Thursday, February 23, 2006

Port Insecurity and Crony Capitalism

While most security experts and trade people see no security risk in allowing a government-owned Dubai company to run six U.S. ports including ones in New York and New Jersey (see this LA Times article for that part of the ports story), I think many of us on the left have had a bit of fun out-9/11ing Karl Rove and George Bush on the issue.

The Dubai deal has allowed Democrats to point out just how insecure America's ports really are, helping to undercut Rove's 2006 campaign theme that "Republicans have a post-9/11 mindset while Democrats have a pre-9/11 mindset."

Here's the LA Times on port "insecurity":

Ports pose a security concern because only a portion of the more than 14 million containers that arrive in the U.S. every year are inspected. Many fear that the containers could easily be used to smuggle weapons, such as so-called dirty bombs, into the country. Efforts to install U.S. inspectors in foreign ports are just beginning and funding for port security, which has increased 700% since the Sept. 11 attacks, lags behind aviation security funding.

P.J. Crowley, domestic security expert at the Center for American Progress in Washington, said that insufficient security at America's ports was the nation's "greatest single vulnerability," and the federal government had provided insufficient resources to prevent the "nightmare scenario" of a nuclear device being smuggled into the U.S. in a shipping container.

Frankly, I really am much more worried about "insufficient security at America's ports" and the "insufficient resources" given to prevent a "nightmare scenario" than I am at the Dubai company taking over the management of cargo terminals at six U.S. ports.

Which is not to say that I am happy about the Dubai deal either.

Leaving the race, religion, and ethnicity issues aside for a moment, I must say that I am also sick of international companies based overseas buying up U.S. properties, companies, and/or utilities. Too much of this country is owned by shadowy multi-national corporations based in shadowy places around the world where they pay a shadowy amount of taxes to the U.S. government and live outside of U.S. law and regulations.

Josh Marshall at talkingpointsmemo notes that the secret agreement the Bush administration made with the Dubai company allows the company to keep its records overseas away from U.S. scrutiny and court orders. The agreement also does not require the Dubai company to "designate an American citizen to accomodate U.S. government requests" which "outside legal experts said are routinely attached to U.S. approvals of foreign sales in other industries."

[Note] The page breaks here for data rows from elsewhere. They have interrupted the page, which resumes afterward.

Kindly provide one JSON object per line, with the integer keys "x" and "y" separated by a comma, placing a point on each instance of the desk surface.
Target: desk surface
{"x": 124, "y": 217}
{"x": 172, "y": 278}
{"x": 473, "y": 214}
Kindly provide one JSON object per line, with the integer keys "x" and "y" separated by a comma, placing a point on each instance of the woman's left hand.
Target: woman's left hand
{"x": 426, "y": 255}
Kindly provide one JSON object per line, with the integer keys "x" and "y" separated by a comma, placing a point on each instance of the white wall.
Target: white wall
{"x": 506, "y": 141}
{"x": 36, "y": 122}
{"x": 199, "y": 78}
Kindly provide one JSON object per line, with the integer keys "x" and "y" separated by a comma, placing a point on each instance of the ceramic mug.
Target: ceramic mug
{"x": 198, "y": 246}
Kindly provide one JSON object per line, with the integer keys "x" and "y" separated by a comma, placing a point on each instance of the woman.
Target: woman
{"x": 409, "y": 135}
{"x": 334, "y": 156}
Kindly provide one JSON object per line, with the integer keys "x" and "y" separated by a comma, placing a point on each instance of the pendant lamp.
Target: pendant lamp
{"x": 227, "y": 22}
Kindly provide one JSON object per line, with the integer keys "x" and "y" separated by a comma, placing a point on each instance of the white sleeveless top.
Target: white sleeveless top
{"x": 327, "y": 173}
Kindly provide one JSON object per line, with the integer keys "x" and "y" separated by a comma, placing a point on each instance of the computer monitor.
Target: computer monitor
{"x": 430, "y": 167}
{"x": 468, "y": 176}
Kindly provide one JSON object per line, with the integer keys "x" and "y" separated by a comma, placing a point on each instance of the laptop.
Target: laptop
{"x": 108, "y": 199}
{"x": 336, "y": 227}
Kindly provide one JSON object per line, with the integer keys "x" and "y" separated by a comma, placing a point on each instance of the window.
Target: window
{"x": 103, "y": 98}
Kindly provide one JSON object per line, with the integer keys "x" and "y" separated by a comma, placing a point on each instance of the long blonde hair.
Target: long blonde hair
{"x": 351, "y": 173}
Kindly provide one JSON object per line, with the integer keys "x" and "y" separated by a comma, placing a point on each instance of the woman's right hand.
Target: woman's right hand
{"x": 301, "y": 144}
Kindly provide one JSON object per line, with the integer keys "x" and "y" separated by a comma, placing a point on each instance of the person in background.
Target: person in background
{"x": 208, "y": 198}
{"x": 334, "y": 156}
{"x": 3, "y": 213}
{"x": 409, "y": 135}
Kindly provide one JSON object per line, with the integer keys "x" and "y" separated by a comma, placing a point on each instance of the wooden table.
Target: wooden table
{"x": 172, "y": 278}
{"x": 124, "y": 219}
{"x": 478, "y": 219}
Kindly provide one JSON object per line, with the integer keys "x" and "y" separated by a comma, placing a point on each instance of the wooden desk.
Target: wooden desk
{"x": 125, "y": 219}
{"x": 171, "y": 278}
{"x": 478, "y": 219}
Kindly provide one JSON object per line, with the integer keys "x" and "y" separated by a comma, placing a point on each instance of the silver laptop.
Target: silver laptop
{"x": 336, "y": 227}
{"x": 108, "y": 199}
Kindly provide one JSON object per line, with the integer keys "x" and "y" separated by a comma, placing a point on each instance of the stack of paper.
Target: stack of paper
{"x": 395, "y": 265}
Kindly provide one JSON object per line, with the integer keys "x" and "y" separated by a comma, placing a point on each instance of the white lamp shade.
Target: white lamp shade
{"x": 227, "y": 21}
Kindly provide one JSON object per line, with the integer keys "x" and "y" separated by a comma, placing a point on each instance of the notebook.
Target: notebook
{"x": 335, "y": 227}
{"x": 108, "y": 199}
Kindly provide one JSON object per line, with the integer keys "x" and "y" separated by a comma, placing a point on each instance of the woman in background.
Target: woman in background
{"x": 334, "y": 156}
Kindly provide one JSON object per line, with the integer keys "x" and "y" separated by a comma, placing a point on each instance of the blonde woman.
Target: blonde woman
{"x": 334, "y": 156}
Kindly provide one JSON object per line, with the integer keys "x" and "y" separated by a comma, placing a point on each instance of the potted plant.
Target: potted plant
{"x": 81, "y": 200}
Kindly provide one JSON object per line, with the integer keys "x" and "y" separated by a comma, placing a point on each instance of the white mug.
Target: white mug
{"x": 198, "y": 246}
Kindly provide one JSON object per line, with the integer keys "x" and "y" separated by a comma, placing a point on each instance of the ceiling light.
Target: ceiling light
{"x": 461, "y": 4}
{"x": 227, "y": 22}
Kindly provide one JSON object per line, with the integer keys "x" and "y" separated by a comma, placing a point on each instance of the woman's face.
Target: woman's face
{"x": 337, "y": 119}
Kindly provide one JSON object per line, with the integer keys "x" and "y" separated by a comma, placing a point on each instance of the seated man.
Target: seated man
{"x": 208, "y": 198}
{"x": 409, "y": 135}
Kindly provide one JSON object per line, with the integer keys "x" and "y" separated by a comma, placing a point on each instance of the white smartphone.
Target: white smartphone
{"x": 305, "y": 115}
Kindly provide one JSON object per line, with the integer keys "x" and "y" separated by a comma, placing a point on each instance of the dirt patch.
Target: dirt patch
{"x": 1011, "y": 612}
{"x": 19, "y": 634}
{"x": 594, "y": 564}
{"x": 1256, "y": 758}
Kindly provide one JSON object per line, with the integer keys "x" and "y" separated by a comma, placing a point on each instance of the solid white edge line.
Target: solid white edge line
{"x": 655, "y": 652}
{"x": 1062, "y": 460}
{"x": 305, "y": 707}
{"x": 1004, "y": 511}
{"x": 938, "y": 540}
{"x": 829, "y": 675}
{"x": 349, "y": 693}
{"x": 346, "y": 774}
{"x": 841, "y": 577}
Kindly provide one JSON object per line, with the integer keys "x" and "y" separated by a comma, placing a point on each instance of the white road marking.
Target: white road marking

In other words, the Bush administration has given the Dubai company a real sweetheart deal. Marshall says:

The failure to require the company to keep business records on US soil sounds like a pretty open invitation to flout US law as near as I can tell. Forget terrorism. This is the sort of innovative business arrangement I would think a number of Bush-affiliated American companies might want to get in on. Perhaps Halliburton could be domiciled in Houston, pay its taxes in Bermuda, do its business in Iraq and keep its business records in Jordan.

Indeed. This Dubai ports deal has shone a light into the shady business practices and cronyism the people running the Bush administration seem to routinely engage in. Call it "Halliburton capitalism," call it "Enronism": whatever you call it, it's downright unethical and harmful to the nation.

So in addition to the "port insecurity" part of the issue, the shady business end of the deal is just one more reason why the Bush administration must be forced to back down. CNN reported today that Condi Rice plans on visiting the United Arab Emirates to assure our "allies" that the ports deal is going to go through despite the vast bipartisan opposition to it. Republicans and Democrats must make sure that Preznit Bush loses on this one, no matter how many the assurances that Condi and Bushies are giving to their oil cronies abroad that the deal is done.